The Battle of Hastings
It was as bad as we feared.
We have become obsessed with watching the weather forecasts here, arguing about which is best. Accuweather, shouts one. Weather.com shouts another. We have all now agreed that a) hourly breakdowns are key and b) several sources are better than one. After two fabulous days in the Twin Cities, but very little rest and one or two too many Jim Beams, we had been watching the weather avidly and with growing concern for several days.
Sunday came and we resumed to the project, joined by Chris Gate and his son Freddie, and Charlie and Pamela Schroeder.
Chris has been skiffing with me for well over two years now, so is properly “blooded” but Charlie Schroeder a relative novice, having had only three brief sessions in a skiff. Stalwart he is, but we were concerned he and we would be up against it.
What this translated into was very choppy water with white caps everywhere from the moment we set off from the Twin Cites, cheered by family and friends. We were soon in the absolute thick of it, water blasting against the boats and just – only just – failing to breach the gunnels. After managing 6-8 mph on some stretches, we were down to 2-3 mph and the wind grew ever stronger.

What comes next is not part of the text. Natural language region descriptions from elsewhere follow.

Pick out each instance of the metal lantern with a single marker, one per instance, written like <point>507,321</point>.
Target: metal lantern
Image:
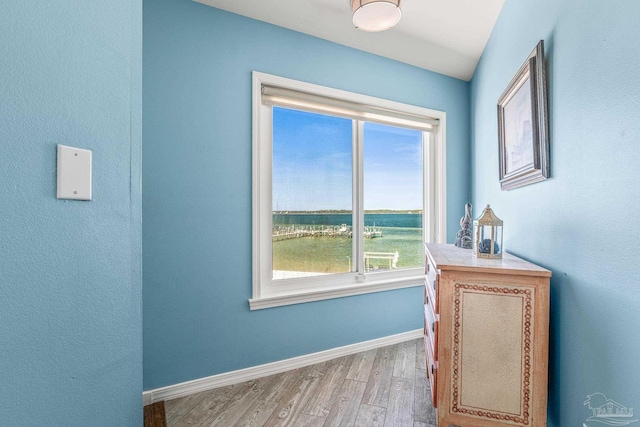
<point>487,242</point>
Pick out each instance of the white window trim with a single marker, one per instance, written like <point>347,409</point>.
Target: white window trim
<point>293,291</point>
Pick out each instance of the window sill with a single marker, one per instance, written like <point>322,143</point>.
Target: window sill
<point>319,294</point>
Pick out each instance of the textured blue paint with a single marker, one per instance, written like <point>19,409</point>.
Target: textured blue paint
<point>70,279</point>
<point>581,223</point>
<point>197,190</point>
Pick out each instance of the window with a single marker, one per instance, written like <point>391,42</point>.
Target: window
<point>346,190</point>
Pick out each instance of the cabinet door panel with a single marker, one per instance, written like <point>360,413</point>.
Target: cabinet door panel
<point>492,338</point>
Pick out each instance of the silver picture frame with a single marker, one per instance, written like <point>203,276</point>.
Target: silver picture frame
<point>523,125</point>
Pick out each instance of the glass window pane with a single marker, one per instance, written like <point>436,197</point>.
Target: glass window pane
<point>393,197</point>
<point>312,187</point>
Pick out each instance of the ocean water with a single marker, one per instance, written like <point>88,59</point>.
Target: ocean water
<point>400,232</point>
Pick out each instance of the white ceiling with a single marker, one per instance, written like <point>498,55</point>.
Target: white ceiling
<point>445,36</point>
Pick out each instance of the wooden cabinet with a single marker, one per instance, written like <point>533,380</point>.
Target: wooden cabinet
<point>486,338</point>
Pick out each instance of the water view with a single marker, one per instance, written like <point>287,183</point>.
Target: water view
<point>321,242</point>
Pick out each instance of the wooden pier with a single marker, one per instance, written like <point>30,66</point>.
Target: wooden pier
<point>286,232</point>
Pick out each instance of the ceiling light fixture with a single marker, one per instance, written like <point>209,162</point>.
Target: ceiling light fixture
<point>375,15</point>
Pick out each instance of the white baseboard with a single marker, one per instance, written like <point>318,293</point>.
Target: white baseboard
<point>254,372</point>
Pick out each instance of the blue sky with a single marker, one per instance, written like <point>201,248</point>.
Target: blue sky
<point>312,164</point>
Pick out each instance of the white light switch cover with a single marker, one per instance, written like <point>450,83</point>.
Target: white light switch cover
<point>74,173</point>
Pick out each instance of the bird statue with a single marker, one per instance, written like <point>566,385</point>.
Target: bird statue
<point>464,238</point>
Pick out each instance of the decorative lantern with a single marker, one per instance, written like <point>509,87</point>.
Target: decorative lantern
<point>487,242</point>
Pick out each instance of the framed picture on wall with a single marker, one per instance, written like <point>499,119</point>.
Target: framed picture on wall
<point>523,130</point>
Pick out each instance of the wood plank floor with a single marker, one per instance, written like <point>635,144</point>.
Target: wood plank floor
<point>385,387</point>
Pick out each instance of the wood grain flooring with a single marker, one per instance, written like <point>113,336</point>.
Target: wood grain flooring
<point>385,387</point>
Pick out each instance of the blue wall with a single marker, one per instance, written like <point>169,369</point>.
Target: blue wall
<point>197,190</point>
<point>581,223</point>
<point>70,279</point>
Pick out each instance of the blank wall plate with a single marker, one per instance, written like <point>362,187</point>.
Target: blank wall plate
<point>74,173</point>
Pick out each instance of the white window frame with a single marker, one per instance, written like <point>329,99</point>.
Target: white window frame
<point>269,293</point>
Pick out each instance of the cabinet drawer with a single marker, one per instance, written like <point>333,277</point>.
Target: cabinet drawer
<point>431,325</point>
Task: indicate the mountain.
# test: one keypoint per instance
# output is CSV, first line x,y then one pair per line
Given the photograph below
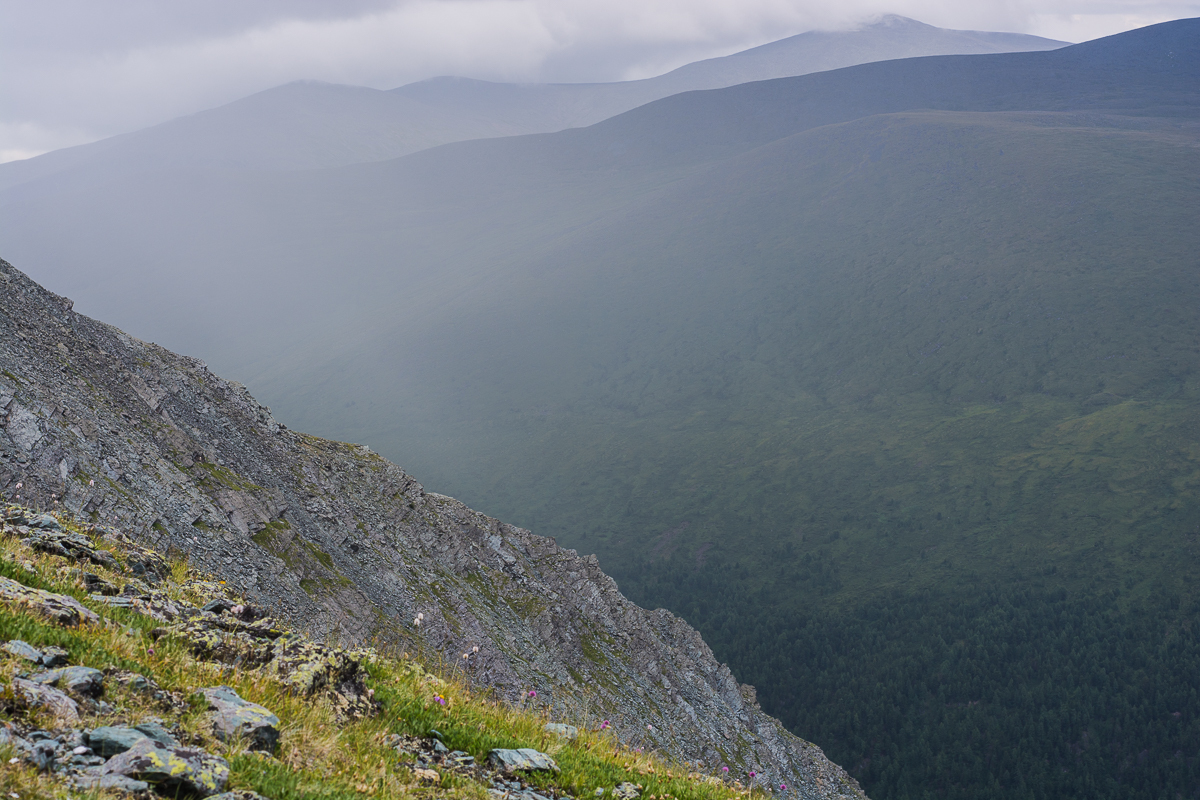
x,y
310,125
883,377
342,543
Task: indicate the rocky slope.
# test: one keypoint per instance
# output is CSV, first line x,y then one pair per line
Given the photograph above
x,y
345,545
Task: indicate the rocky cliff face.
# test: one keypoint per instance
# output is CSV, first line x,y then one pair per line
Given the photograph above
x,y
341,542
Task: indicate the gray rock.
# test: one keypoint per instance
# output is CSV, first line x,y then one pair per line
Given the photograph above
x,y
627,792
58,608
57,702
181,770
77,680
24,650
111,740
118,782
46,522
42,756
216,606
156,731
53,656
214,453
559,729
237,719
95,584
523,759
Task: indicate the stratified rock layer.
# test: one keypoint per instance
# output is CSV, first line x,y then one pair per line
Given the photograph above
x,y
337,541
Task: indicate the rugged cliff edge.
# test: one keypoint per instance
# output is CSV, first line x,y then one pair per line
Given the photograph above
x,y
342,543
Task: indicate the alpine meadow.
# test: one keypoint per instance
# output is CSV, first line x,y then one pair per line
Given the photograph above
x,y
886,378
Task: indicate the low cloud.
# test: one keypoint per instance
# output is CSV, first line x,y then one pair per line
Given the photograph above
x,y
71,73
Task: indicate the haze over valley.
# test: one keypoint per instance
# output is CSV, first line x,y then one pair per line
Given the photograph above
x,y
873,354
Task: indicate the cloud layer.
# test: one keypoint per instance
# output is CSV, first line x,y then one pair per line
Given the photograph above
x,y
73,71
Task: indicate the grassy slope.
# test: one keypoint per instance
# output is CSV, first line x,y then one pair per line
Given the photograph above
x,y
318,756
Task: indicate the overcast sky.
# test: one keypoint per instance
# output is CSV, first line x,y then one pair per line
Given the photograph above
x,y
73,71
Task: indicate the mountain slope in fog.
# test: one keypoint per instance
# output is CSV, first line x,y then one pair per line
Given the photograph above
x,y
309,124
789,356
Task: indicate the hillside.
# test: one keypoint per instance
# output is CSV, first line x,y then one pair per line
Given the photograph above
x,y
307,125
883,377
342,545
132,657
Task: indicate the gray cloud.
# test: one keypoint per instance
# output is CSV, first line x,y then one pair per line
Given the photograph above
x,y
73,71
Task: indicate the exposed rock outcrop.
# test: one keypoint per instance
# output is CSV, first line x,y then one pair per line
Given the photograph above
x,y
340,542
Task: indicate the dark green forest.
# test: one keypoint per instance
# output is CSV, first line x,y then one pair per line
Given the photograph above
x,y
997,692
885,378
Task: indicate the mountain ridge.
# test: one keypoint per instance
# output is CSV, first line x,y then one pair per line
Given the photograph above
x,y
312,124
341,542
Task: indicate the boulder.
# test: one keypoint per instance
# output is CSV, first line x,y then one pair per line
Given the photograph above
x,y
237,719
53,656
526,759
563,731
57,702
109,741
58,608
155,729
77,680
172,770
24,650
115,782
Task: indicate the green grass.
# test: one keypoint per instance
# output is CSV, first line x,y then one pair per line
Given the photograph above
x,y
319,755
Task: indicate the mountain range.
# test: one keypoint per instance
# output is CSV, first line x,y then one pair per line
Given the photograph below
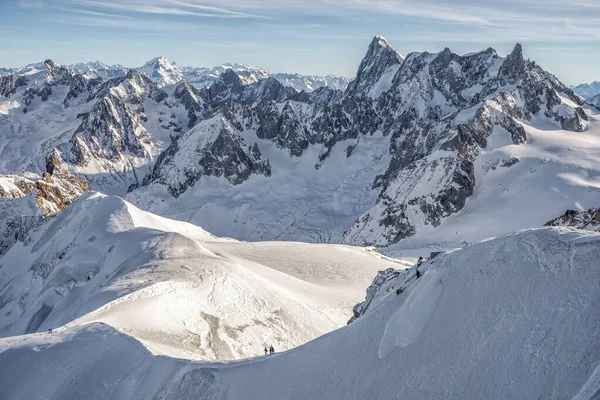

Charlie pushed on, uncomplaining and cheerful, but tiring fast. After five hours, I swapped in Freddie Gate and Charlie steered. On we pushed, swapping Paddy for Freddie to give him a rest and keep some boat speed going. We finally reached the lock at 4 pm, 26 miles and 8 hours later and I was feeling really beaten up by the conditions. Paddy has a twinge in his back. Chris Gate has some heroic blisters on his derriere to be treated. Charlie Schroeder looks like someone returning from a stretch in the frontline trenches. I just look older…..
Demain est un autre jour – tomorrow is another day, but tonight I rest. Tomorrow I will be ready for sure, but I will be keeping a very, very close eye on that weather.